Virginia Corrie-Cozart reading at the 2011 Northwest Poets’ Concord Photo by Ellen Hamill
About the Poem
The phenomenon of monarch migration from the northwestern U.S. to a small area of eucalyptus groves in southern California is now widely known, but Virginia Corrie-Cozart’s “Monarchs” translates that knowledge into a whimsical vision, rich in delightful particulars. To create such magic, the poet must have absorbed a bit of “butterfly intelligence.” This poem was selected by Matthew Dickman for first place in the free verse category of OPA’s fall 2010 contest and published in Verseweavers 15.
About the Poet
An Oregon native who grew up on a dairy farm near Bandon, Virginia Corrie-Cozart lived in Salem from the early 1970s until her death from cancer this past summer.

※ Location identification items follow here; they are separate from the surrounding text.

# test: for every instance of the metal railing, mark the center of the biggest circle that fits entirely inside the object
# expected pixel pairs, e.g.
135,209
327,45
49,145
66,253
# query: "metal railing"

Accomplished in music and visual art as well as in poetry, she retained a deep attachment to the southern Oregon coast, which inspired much of her painting and writing.
After raising three children and earning a Master’s of Music from OSU, she taught music in the Salem public schools and took poetry workshops with William Stafford, Christopher Howell, Tom Crawford, and others. Since her retirement from teaching, she and her husband, David Cozart, shared their mutual love of all the arts both in travel and at home in Oregon.
Long active in OSPA/OPA, Virginia served a term on the board, was a member of the committee that maintains the Oregon Poetry Collection at the State Library, and co-founded and co-chaired the Mid-Valley Poetry Society, OPA’s Salem-area unit. In Salem, she also participated in a poetry critique group, the Peregrine Writers.
Her poetry has been published in various Oregon periodicals and won awards in OSPA/OPA contests as well as receiving the Ben Hur Lampman prize, given jointly by OSPA and The Oregonian. In 2003, Traprock Books published a full-length collection of her poems, titled A Mutable Place.